Als ich angefangen habe, dort zu arbeiten, haben sie mir gesagt, ich soll keine Röcke anziehen, das würde sie dann dekonzentrieren. Ich hab mich damals aufgeregt darüber und im Sommer bin ich mal mit einem Rock gekommen, und sie haben alle gelacht und gefunden, es steht mir eigentlich gut. Ich mag eigentlich nicht mit Rock gehen, aber es war eine Ehrensache, das zu tun. Sie haben damals kommentiert, als ich mit dem Rock gekommen bin, dass ich bis dahin eigentlich einfach ein Typ war.« (Kalina, Sofia)

 

Der Arbeitsplatz Kalinas in Sofia ist nach ihrer Beschreibung vorwiegend männlich und heterosexuell besetzt und unterscheidet sich darin nicht von den Arbeitsplätzen, die wir in München vorgefunden haben. (Hetero-) sexuelle Anspielungen sind alltäglich, eine Äußerung wie der Vorschlag des Chefs, (weiblichen) Striptease zu bestellen, um die erschöpften Mitarbeiter(Innen) nach einem langen Arbeitstag bei der Stange zu halten, scheint eher die Ausnahme.

Innerhalb dieser Umgebung verfolgt Kalina eine Arbeitsethik – den Wunsch, ein guter Programmierer sein und im Sinne des ›universellen‹ Arbeitsplatzes als gleich anerkannt zu werden – und eine sexuelle Ethik, den Wunsch, die Unterordnung als Frau und die alltägliche Sexualisierung zurückzuweisen. In unseren Beschreibungen ›sexueller Arbeit‹ sind wir bisher davon ausgegangen, dass am Arbeitsplatz heterosexuelle Normen re/produziert und eingeübt werden. (vgl. Boudry / Kuster / Lorenz 1999; Kuster / Lorenz 2001) Diese Darstellung hat jedoch den Nachteil, dass sie nicht unterscheidet zwischen den formalen und informellen Regeln und Werten am Arbeitsplatz, dem tatsächlichen Verhalten der Subjekte, die dort arbeiten und ihrem Selbstverhältnis. Auf diese Weise lässt sich nur ungenügend formulieren, wie heterosexuelle Normen nicht nur wiederholt, sondern auch verschoben, umgearbeitet werden oder wie sich – daher der Begriff der Ethik – Handeln und Selbst der unterschiedlichen Subjekte innerhalb der (Selbst-) Reflexion verändern.

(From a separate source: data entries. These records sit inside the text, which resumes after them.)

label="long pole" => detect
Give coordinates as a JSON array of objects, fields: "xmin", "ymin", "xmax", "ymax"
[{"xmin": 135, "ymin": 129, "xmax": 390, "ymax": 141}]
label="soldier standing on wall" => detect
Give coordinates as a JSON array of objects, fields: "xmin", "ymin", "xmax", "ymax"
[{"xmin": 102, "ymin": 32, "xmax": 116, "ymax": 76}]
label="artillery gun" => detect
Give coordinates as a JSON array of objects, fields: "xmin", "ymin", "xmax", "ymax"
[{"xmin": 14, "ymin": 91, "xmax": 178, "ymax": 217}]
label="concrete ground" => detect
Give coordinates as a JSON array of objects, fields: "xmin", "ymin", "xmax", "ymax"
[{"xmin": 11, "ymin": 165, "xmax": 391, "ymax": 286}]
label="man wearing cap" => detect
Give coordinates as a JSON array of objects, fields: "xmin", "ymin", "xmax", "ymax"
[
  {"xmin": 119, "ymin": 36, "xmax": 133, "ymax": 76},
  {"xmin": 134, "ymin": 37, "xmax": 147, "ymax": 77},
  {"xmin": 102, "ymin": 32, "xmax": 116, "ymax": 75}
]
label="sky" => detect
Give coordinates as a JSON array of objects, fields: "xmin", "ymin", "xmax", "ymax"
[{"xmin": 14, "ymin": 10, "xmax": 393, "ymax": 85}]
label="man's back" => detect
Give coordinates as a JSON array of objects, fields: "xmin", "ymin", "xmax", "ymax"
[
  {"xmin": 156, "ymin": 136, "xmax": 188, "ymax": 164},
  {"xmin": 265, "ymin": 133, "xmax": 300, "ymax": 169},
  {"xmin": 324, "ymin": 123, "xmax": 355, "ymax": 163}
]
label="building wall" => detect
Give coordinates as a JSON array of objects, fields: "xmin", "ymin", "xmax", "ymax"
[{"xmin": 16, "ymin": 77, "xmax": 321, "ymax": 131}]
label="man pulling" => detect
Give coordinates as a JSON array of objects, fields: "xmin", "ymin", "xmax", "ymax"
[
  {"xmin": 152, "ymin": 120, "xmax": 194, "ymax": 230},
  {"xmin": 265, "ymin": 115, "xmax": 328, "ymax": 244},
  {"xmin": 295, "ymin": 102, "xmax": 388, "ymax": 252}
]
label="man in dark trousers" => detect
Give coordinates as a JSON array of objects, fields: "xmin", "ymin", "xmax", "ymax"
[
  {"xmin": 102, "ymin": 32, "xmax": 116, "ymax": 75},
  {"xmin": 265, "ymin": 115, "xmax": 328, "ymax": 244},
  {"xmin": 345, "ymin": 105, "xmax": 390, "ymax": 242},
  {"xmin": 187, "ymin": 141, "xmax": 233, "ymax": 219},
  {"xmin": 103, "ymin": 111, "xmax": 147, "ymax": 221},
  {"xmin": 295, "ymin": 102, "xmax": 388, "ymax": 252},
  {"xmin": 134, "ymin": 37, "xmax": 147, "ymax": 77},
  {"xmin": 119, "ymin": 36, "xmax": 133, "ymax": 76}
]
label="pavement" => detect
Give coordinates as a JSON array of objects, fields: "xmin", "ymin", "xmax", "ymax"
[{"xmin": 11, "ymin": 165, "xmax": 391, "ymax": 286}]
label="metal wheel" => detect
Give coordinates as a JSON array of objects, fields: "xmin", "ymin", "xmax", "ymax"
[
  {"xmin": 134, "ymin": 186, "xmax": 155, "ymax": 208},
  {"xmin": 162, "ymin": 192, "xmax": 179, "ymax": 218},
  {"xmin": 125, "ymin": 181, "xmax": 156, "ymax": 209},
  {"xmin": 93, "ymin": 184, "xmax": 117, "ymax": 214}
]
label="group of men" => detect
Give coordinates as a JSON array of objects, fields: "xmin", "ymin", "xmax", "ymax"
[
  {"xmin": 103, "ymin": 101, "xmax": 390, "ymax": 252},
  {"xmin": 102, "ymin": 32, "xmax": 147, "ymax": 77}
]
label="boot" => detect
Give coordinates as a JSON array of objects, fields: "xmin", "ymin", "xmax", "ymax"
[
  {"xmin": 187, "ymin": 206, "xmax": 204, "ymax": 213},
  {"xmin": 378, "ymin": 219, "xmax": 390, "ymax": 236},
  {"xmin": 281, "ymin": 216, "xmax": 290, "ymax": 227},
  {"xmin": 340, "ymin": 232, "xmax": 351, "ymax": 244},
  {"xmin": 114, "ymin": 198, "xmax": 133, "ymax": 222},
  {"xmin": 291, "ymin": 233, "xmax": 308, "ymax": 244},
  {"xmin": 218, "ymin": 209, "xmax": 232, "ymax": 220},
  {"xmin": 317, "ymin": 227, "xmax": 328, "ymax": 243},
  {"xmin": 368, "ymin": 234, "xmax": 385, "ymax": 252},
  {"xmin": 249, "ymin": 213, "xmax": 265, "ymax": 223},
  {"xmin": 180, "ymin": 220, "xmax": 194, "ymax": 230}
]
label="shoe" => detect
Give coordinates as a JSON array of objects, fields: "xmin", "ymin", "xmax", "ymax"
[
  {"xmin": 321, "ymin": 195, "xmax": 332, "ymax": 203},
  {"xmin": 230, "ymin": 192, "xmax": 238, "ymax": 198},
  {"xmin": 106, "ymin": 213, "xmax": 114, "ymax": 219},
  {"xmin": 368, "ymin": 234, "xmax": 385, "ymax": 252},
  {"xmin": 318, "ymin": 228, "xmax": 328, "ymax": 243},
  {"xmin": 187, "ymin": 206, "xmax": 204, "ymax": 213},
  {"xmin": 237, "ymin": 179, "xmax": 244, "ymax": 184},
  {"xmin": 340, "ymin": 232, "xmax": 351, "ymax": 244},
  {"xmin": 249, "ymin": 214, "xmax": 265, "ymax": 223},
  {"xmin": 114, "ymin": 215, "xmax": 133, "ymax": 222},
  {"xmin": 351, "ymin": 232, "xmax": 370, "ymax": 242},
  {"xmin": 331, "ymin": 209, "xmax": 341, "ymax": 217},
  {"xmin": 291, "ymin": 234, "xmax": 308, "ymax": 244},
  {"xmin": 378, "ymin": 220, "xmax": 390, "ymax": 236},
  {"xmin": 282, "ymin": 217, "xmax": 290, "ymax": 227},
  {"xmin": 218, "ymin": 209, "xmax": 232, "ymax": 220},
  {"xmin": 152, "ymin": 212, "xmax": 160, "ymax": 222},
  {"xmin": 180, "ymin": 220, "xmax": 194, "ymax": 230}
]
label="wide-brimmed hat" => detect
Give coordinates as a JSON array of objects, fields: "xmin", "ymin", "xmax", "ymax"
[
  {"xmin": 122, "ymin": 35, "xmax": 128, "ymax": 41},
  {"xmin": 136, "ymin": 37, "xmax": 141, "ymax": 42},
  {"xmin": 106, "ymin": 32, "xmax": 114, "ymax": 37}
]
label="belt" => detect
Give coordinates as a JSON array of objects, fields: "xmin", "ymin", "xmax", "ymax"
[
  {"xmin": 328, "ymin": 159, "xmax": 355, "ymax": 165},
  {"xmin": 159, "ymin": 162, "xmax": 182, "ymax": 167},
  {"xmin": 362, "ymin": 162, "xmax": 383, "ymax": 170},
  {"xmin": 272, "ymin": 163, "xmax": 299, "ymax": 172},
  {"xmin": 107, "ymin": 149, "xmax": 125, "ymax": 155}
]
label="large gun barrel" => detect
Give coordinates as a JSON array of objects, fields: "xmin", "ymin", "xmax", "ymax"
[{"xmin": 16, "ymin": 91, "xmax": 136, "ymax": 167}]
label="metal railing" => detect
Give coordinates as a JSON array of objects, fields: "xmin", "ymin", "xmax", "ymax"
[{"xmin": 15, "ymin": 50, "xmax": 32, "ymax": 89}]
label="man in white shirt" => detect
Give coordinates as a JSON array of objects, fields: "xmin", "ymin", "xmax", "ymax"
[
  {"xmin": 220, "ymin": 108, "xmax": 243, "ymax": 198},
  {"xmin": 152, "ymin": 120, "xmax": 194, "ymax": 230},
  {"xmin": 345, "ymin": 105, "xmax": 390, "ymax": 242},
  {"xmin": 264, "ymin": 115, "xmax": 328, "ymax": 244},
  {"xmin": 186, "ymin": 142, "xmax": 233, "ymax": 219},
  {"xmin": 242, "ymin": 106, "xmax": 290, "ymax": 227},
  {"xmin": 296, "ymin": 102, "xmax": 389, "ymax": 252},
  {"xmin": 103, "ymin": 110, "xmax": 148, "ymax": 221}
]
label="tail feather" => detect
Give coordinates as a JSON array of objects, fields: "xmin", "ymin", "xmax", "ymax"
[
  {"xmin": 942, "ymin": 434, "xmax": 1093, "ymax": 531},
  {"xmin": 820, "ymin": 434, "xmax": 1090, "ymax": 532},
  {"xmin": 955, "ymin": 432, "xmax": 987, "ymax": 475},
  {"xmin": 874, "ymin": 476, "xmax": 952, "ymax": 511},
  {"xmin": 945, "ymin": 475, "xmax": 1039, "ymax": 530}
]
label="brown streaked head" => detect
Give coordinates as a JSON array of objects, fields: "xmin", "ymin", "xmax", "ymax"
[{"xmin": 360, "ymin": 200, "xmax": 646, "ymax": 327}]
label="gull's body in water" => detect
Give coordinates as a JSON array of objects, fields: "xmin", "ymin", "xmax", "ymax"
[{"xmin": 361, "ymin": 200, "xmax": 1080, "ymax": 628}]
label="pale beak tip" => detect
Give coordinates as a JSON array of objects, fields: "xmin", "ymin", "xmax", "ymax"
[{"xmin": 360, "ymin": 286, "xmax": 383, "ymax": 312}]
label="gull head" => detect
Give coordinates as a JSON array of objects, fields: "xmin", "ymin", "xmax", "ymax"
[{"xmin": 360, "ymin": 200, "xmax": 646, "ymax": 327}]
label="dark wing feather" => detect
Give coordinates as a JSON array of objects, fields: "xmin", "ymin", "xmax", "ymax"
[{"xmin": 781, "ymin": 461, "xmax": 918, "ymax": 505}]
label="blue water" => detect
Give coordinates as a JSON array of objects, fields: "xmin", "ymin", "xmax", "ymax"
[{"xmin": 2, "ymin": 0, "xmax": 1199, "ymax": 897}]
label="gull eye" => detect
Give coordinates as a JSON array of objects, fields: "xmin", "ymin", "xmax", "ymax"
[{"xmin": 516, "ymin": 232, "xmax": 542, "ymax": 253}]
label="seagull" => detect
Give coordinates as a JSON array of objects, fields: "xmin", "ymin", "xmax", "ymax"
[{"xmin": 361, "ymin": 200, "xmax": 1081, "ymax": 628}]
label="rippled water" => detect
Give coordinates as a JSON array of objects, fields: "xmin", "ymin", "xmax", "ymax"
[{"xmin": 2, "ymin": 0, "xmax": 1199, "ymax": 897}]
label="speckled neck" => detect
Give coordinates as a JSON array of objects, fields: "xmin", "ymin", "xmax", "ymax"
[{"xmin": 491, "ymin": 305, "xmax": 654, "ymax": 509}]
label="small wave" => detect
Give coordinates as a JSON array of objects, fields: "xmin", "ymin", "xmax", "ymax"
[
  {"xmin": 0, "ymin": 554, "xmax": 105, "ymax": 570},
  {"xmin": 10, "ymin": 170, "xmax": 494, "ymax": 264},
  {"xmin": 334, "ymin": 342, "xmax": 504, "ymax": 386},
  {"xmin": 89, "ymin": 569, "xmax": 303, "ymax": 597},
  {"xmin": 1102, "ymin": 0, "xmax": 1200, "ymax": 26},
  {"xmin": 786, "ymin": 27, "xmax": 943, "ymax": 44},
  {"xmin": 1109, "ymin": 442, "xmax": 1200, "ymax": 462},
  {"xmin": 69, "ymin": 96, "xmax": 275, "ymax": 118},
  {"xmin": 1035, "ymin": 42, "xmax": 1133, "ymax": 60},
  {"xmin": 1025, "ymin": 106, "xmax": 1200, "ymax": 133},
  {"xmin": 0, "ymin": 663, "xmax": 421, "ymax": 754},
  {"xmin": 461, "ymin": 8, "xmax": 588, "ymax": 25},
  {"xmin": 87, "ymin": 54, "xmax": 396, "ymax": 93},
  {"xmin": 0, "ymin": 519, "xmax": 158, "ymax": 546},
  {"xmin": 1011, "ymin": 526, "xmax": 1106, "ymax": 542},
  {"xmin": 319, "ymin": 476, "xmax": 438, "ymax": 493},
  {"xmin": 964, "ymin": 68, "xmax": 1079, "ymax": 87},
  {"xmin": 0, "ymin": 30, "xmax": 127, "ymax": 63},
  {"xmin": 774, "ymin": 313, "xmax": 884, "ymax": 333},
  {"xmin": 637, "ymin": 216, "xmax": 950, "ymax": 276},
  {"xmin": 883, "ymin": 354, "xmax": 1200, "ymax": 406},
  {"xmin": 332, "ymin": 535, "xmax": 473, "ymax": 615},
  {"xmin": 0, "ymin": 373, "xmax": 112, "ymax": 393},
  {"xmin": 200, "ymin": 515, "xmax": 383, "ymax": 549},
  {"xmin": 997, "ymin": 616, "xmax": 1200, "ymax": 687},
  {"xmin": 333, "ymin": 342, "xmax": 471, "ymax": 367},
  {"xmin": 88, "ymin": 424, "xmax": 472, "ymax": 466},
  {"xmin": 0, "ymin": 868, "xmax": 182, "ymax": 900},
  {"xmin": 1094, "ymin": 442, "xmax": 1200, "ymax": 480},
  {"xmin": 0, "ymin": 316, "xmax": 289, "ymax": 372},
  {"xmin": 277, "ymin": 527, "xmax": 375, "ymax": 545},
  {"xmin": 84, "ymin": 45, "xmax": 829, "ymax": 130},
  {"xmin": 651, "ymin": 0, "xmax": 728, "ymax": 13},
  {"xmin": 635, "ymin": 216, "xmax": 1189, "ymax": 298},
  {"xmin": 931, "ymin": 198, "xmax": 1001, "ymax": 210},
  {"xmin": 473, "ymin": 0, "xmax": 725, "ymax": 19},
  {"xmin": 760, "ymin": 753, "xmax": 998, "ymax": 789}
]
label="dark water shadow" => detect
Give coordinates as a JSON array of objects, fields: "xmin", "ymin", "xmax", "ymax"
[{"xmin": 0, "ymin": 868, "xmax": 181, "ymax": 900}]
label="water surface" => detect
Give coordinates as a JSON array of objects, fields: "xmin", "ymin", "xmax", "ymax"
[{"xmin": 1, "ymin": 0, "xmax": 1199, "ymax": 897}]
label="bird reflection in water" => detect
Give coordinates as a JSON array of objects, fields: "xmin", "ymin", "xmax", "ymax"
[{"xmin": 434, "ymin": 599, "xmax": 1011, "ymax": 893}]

An Kalinas Computerarbeitsplatz sind die Körper der »guten Programmierer« unmarkiert und ausgeblendet. Markiert wird nur der weibliche Körper, im Alltag der Firma durch Bemerkungen der Männer über den Körper und die Kleidung von Frauen oder durch sexuelle Anspielungen. Diese Markierung »als Frau« setzt die »Gleichheit« unter Männern aufs Spiel. Zudem wird in ihr vorausgesetzt, dass es sich bei Kalina um eine heterosexuelle Frau handelt, die für das sexuelle Interesse der Männer potentiell empfänglich ist. Wäre sie nicht die einzige Frau in der Firma, würden solche Bemerkungen auch dazu beitragen, abgestufte Differenzen unter Frauen gemäss ihrer Attraktivität (Jugend, Herkunft, konventionelle Weiblichkeit) aus der Pespektive dieser Männer zu produzieren und damit eine Normalisierung im Sinne gesellschaftlich dominanter Normen herzustellen. Man könnte sagen, die Bedingungen der Greencard in Deutschland, die eine Beschränkung des Aufenthalts auf fünf Jahre vorsehen und durch die Bindung des Aufenthaltstitels an den Arbeitsplatz eine höchst prekäre Lebenssituation herstellen, stützen die dominant männliche Besetzung der IT-Arbeitsplätze zusätzlich ab, weil sie einem universalen Bild von Männlichkeit – jung und ungebunden – entsprechen.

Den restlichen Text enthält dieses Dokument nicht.